Per oltre un secolo, il modello di business delle case automobilistiche è stato semplice: costruire auto, venderle e sperare che i clienti tornino anni dopo per un nuovo acquisto. Ma General Motors ha scoperto che c’è un’opzione molto più redditizia: far pagare i clienti ogni mese per servizi software avanzati.

La trasformazione di GM in un’azienda di sottoscrizioni software è in pieno svolgimento. Con margini di profitto che raggiungono il 70% i servizi digitali stanno diventando una parte cruciale del modello di business dell’azienda, superando di gran lunga i margini tradizionali delle vendite di veicoli.

OnStar: il motore di crescita dei servizi digitali

OnStar, un tempo noto principalmente come servizio di emergenza, è diventato un pilastro fondamentale per GM. Durante il secondo trimestre, OnStar ha generato circa 800 milioni di dollari di ricavi, con una crescita superiore al 20% rispetto all’anno precedente. GM prevede di aggiungere quasi un milione di nuovi abbonati OnStar entro la fine del 2026, portando il totale a quasi 13 milioni di utenti.

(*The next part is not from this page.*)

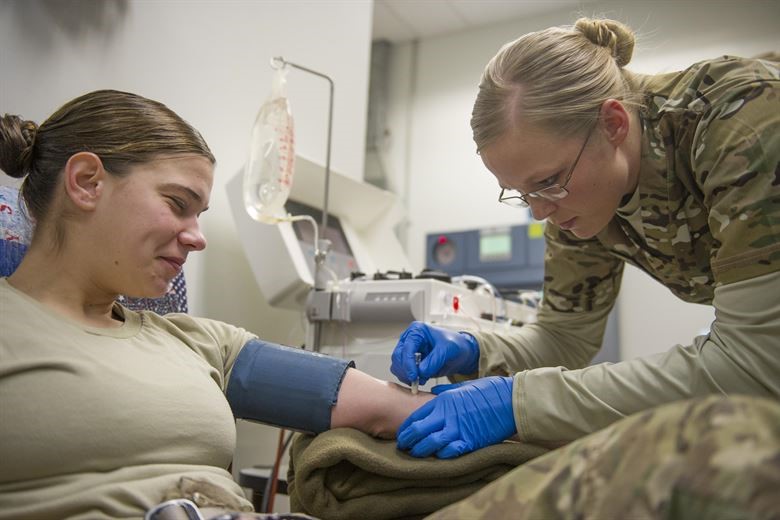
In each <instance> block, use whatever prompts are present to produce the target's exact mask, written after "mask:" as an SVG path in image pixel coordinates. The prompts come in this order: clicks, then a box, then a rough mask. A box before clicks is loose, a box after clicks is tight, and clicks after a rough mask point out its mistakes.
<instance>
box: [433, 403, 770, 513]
mask: <svg viewBox="0 0 780 520" xmlns="http://www.w3.org/2000/svg"><path fill="white" fill-rule="evenodd" d="M779 492H780V403H778V402H777V401H775V400H769V399H761V398H755V397H741V396H737V397H731V398H724V397H714V396H711V397H707V398H703V399H699V400H692V401H681V402H678V403H674V404H670V405H665V406H662V407H658V408H655V409H653V410H649V411H646V412H642V413H639V414H636V415H633V416H631V417H629V418H627V419H624V420H622V421H620V422H618V423H615V424H613V425H612V426H610V427H608V428H605V429H603V430H601V431H599V432H596V433H593V434H591V435H589V436H587V437H584V438H582V439H580V440H578V441H575V442H573V443H571V444H569V445H568V446H566V447H564V448H559V449H557V450H555V451H553V452H550V453H548V454H547V455H543V456H542V457H539V458H537V459H534V460H532V461H531V462H528V463H526V464H524V465H522V466H520V467H518V468H517V469H515V470H513V471H512V472H511V473H508V474H507V475H505V476H503V477H502V478H500V479H499V480H497V481H494V482H492V483H490V484H488V485H487V486H486V487H484V488H483V489H481V490H480V491H478V492H477V493H475V494H473V495H471V496H470V497H469V498H467V499H465V500H462V501H460V502H457V503H455V504H453V505H452V506H449V507H447V508H445V509H442V510H440V511H438V512H436V513H434V514H433V515H431V516H429V517H427V520H445V519H456V520H462V519H467V518H513V519H518V520H521V519H552V518H583V519H584V518H593V519H599V520H610V519H634V518H679V519H681V520H683V519H691V518H707V519H743V518H744V519H747V518H750V519H777V518H780V495H778V493H779Z"/></svg>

Per incentivare l’adozione, OnStar Basics è ora incluso gratuitamente nella maggior parte dei veicoli GM del 2026 e successivi. Questo pacchetto offre funzionalità di sicurezza, navigazione e applicazioni multimediali per un periodo fino a otto anni, dando ai clienti il tempo di familiarizzare con l’ecosistema connesso prima di considerare servizi premium.

Super Cruise: la tecnologia di guida autonoma che conquista i clienti

Super Cruise, il sistema di guida autonoma di GM, sta diventando un altro importante generatore di ricavi. Durante il secondo trimestre, Super Cruise ha aggiunto circa 70.000 nuovi abbonati e GM prevede di raggiungere 850.000 abbonati entro la fine dell’anno. I ricavi generati da Super Cruise sono aumentati di circa il 70% rispetto all’anno precedente.

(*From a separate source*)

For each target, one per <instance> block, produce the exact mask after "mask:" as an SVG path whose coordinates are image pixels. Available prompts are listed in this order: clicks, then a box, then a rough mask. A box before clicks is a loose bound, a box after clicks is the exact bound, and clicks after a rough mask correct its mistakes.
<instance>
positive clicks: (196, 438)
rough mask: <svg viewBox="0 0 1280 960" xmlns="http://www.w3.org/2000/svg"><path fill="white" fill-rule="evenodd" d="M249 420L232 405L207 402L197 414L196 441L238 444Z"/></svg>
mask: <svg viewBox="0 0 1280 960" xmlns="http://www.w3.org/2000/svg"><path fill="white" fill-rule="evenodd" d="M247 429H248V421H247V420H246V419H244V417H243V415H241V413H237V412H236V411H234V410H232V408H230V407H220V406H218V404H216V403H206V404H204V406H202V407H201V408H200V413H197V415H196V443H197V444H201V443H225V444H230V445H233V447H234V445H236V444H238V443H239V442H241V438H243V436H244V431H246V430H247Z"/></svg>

Un dato particolarmente significativo è che tra il 30% e il 40% dei proprietari di veicoli elegibili continuano a pagare per il servizio anche dopo la scadenza del periodo di prova gratuito di tre anni. Questo suggerisce che molti automobilisti riconoscono il valore duraturo della tecnologia. GM ha anche annunciato che Super Cruise sarà equipaggiamento di serie sui modelli premium della nuova Chevrolet Silverado e GMC Sierra, con un potenziale di 160.000 nuovi utenti.

Il futuro delle sottoscrizioni nell’industria automobilistica

La strategia di GM non è un’eccezione, ma una tendenza in crescita nell’industria automobilistica. Tesla ha recentemente spostato il suo sistema Full Self-Driving verso un modello di sottoscrizione, mentre Ford offre BlueCruise con piani di abbonamento mensili, annuali e a vita. Anche Mercedes-Benz e BMW stanno sperimentando funzionalità software che possono essere attivate dopo l’acquisto.

Questa trasformazione è resa possibile dal fatto che i veicoli moderni stanno diventando veri e propri computer su ruote. Una volta che l’hardware è nelle mani del cliente, i costruttori possono continuare a vendere funzionalità, servizi, connettività e tecnologia di convenienza per anni. Per le case automobilistiche, questo rappresenta un futuro promettente. Per gli automobilisti, significa che i conti mensili potrebbero non finire mai, nemmeno dopo aver pagato il finanziamento dell’auto.

Mary Barra, CEO di GM, ha dichiarato durante una chiamata agli investitori: “Crediamo di avere enormi leve di crescita, multiple leve di crescita. Siamo convinti che ci siano molte opportunità per GM di crescere, migliorare i margini e diventare meno ciclica.” Con questa visione, GM sta ridisegnando il futuro dell’automotive, un abbonamento alla volta.